On Friday we traveled the treacherous waters near the Chain of Rocks Bridge back to 1915, climbing up into water intake tower #2.

‘‘They wanted to do something just not functional but also a statement of how wonderful the city is,” says Skouby.

‘‘Henry Kiel was mayor at the time. These structures are intake towers that bring water into the plant,” he says. ‘‘They’re basically structured around a tube that drops water all the way down into a tunnel that flows into our low service wild water pump station that pumps water into our treatment plant.'

In the 19th century, St. Louisans were used to drinking and bathing in coffee colored water from the Mississippi River.
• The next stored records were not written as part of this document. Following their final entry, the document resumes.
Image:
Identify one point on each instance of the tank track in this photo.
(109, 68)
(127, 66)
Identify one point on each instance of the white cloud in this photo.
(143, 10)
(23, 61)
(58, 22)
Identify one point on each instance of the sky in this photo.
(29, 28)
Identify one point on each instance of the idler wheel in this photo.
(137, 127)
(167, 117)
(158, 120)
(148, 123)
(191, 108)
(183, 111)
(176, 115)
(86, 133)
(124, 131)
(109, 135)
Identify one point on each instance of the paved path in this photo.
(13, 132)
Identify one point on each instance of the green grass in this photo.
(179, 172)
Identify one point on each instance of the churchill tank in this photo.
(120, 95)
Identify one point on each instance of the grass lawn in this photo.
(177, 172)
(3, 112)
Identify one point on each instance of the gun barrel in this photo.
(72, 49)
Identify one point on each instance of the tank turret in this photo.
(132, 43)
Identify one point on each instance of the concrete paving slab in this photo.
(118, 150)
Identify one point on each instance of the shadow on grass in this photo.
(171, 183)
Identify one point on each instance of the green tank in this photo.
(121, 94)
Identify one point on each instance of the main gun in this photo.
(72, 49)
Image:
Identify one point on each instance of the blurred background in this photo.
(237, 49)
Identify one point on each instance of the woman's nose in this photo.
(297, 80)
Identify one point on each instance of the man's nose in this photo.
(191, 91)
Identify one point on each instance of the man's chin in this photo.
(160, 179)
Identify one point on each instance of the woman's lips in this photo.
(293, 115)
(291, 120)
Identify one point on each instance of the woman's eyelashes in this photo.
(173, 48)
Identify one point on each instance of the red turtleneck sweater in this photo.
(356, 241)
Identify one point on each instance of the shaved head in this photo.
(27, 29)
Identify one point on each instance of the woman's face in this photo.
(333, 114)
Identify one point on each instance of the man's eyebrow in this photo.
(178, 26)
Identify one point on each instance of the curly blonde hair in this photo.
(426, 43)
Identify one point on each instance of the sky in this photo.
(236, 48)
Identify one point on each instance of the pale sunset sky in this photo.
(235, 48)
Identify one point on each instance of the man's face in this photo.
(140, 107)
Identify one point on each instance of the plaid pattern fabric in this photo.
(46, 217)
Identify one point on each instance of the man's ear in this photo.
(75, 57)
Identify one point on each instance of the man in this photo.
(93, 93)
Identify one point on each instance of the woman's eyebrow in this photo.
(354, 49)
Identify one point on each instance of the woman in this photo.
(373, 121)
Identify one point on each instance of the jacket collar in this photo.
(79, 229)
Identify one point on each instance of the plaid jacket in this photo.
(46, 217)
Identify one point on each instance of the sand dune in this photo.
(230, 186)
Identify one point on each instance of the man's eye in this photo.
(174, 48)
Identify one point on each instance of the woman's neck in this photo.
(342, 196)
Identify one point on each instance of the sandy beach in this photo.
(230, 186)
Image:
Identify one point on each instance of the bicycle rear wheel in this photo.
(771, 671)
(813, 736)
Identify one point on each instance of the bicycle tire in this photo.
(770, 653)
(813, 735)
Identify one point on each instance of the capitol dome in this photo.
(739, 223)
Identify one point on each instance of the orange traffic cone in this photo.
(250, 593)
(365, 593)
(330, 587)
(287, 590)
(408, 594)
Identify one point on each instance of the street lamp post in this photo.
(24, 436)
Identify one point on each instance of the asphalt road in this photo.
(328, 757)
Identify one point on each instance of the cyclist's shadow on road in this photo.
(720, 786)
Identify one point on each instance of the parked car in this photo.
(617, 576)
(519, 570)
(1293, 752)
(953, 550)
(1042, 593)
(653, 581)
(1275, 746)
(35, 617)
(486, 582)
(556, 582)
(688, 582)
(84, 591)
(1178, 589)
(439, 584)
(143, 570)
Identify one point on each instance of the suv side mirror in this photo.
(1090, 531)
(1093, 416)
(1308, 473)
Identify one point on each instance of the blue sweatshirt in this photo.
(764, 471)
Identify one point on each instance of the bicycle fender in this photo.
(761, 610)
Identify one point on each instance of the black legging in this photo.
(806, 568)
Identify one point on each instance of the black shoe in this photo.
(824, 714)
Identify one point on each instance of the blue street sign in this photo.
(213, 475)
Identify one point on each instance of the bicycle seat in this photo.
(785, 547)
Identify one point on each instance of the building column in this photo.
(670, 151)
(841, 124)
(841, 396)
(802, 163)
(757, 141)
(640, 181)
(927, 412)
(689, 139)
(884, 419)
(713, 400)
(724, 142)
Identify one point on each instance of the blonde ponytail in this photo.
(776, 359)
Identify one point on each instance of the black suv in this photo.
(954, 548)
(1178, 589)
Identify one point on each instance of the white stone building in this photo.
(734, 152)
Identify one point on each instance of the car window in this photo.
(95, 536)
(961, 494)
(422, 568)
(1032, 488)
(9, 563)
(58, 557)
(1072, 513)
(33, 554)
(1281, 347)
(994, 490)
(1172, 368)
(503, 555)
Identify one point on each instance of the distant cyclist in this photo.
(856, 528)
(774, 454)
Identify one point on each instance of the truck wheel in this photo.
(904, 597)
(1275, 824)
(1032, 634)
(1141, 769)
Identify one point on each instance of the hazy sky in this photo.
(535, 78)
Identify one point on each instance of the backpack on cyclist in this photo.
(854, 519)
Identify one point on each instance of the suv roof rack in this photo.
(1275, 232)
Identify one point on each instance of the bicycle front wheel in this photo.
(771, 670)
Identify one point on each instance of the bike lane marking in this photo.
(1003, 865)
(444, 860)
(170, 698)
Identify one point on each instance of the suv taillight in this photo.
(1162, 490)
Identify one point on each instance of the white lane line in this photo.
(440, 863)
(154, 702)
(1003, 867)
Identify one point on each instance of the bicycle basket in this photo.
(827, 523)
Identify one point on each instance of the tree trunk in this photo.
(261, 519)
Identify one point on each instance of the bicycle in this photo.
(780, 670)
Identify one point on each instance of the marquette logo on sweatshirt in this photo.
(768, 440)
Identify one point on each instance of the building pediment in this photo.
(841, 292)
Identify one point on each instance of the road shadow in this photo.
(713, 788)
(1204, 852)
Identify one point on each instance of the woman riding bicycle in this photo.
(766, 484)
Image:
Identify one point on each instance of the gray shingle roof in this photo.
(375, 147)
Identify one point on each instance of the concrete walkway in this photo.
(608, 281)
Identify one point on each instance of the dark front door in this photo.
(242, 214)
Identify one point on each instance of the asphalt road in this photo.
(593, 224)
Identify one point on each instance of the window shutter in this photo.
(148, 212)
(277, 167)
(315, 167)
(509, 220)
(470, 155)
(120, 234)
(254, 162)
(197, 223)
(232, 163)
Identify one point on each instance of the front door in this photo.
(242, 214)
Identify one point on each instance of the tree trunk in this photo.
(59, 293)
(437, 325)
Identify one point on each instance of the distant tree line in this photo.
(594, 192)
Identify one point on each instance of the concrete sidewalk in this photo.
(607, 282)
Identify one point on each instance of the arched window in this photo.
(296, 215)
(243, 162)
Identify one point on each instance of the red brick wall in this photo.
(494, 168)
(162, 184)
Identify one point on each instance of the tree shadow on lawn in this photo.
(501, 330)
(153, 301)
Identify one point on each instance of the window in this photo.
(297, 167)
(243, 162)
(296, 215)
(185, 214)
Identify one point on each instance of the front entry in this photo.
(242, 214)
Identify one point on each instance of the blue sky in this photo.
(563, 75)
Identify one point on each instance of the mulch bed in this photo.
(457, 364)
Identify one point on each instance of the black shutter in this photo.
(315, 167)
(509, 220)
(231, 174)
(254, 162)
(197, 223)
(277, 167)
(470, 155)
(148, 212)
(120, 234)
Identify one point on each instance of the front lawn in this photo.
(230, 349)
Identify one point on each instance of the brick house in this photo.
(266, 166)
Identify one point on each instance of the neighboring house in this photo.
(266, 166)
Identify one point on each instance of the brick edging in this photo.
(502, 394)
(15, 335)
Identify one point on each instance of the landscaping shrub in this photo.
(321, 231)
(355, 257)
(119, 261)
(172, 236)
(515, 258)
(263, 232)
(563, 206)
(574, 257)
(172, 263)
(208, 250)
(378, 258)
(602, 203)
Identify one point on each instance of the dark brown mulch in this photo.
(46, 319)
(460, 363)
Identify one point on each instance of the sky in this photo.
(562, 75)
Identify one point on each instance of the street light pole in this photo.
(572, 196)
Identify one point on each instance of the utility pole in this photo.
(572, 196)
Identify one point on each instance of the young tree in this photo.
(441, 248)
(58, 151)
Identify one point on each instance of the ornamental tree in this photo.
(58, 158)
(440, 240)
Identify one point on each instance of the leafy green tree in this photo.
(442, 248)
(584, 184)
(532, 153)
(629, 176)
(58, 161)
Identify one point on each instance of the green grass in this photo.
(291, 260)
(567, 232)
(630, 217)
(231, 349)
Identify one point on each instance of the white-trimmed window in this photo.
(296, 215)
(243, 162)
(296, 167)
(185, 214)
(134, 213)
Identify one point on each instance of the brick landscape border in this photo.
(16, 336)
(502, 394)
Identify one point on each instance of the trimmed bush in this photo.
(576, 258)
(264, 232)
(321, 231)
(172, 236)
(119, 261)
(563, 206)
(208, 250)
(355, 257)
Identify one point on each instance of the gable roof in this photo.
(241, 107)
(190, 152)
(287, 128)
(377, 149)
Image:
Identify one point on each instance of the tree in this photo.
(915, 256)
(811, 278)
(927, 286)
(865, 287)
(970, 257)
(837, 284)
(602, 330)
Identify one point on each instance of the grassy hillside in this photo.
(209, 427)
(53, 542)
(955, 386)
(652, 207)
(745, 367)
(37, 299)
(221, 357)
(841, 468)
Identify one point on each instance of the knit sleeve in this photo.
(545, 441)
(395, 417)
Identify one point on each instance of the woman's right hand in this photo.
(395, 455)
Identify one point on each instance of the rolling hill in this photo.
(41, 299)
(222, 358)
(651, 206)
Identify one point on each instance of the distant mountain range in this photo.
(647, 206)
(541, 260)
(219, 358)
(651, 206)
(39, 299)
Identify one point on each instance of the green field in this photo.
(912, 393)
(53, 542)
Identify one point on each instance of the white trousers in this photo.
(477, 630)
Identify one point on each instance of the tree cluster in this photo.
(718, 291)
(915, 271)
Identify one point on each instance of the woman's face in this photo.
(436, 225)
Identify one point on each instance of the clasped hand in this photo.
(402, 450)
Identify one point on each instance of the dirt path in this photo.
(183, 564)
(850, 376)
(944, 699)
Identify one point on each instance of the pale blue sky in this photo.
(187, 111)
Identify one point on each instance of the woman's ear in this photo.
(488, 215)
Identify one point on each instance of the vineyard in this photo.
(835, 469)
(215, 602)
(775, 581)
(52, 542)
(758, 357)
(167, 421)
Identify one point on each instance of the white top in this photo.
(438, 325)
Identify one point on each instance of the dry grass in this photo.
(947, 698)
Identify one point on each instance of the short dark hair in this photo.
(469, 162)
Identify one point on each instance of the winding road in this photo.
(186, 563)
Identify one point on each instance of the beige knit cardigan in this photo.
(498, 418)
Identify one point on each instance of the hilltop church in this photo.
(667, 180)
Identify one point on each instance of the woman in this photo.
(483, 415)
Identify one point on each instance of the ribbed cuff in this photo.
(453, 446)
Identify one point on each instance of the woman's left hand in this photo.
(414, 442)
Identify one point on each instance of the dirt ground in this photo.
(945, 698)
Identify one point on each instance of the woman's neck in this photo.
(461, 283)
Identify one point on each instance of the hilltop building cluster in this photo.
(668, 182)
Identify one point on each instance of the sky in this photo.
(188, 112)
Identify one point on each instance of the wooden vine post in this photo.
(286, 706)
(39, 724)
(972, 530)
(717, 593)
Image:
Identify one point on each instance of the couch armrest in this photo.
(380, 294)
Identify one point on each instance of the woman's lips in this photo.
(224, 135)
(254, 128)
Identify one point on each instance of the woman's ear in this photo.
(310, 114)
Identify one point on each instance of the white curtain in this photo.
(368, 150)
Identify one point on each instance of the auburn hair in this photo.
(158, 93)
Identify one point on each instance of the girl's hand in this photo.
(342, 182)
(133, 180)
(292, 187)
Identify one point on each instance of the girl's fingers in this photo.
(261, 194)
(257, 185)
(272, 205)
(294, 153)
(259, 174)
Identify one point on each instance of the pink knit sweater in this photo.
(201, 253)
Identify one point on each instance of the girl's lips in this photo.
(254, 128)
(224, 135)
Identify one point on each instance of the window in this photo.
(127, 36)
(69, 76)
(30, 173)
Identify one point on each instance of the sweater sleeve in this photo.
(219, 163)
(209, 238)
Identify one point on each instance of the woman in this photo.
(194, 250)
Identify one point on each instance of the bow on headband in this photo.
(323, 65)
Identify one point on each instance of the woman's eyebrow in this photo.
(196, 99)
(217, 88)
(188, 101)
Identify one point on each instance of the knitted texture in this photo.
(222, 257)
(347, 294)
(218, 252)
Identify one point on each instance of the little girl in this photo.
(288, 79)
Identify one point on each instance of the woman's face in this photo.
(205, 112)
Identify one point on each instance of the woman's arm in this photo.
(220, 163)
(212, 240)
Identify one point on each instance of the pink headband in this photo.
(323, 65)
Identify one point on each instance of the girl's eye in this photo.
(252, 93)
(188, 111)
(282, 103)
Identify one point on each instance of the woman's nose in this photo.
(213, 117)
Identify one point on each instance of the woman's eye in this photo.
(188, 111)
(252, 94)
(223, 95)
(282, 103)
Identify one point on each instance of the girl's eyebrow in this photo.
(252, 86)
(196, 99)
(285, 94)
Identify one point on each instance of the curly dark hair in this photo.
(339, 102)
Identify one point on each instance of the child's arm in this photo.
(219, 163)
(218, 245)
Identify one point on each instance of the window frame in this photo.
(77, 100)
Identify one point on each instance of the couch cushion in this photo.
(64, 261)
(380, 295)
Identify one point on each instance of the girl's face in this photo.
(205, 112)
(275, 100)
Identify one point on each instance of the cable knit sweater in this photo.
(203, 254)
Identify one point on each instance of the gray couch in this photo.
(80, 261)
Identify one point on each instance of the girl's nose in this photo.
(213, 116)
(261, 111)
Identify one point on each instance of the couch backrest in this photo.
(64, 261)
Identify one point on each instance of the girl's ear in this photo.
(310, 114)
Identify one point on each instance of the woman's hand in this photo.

‘Yes, it’s cut into the rock approximately 70-feet down, slopped toward the pump station,” says Skouby.

Up until the 1920s, crews would camp out for days inside this four-story building, making sure the tubes in this intake tower were working properly.

‘‘When it was being built they had a paddlewheel hidden they sank,” says Skouby. ‘‘The upper decks were out of the water and they used that as storage area for material as they built the tower.”

Are Skouby’s friends envious of his job?

‘‘I don't know about envy, but I'm popular if I could get them out here. I've had a number of them ask,” he says. ‘‘Typically we don't bring people out here.'

And as we thirsted for info on this Friday the 13th, you could feel and touch the history in this 100-year-old structure.

‘‘It’s part of the city’s history, water division history,’' says Skouby. ‘'The water division has been operating since 1835. I enjoy the history of it. It’s a good story.”

Sitting in the middle of the Mississippi, it’s a reminder of this city’s past and the progressive thinking for its future.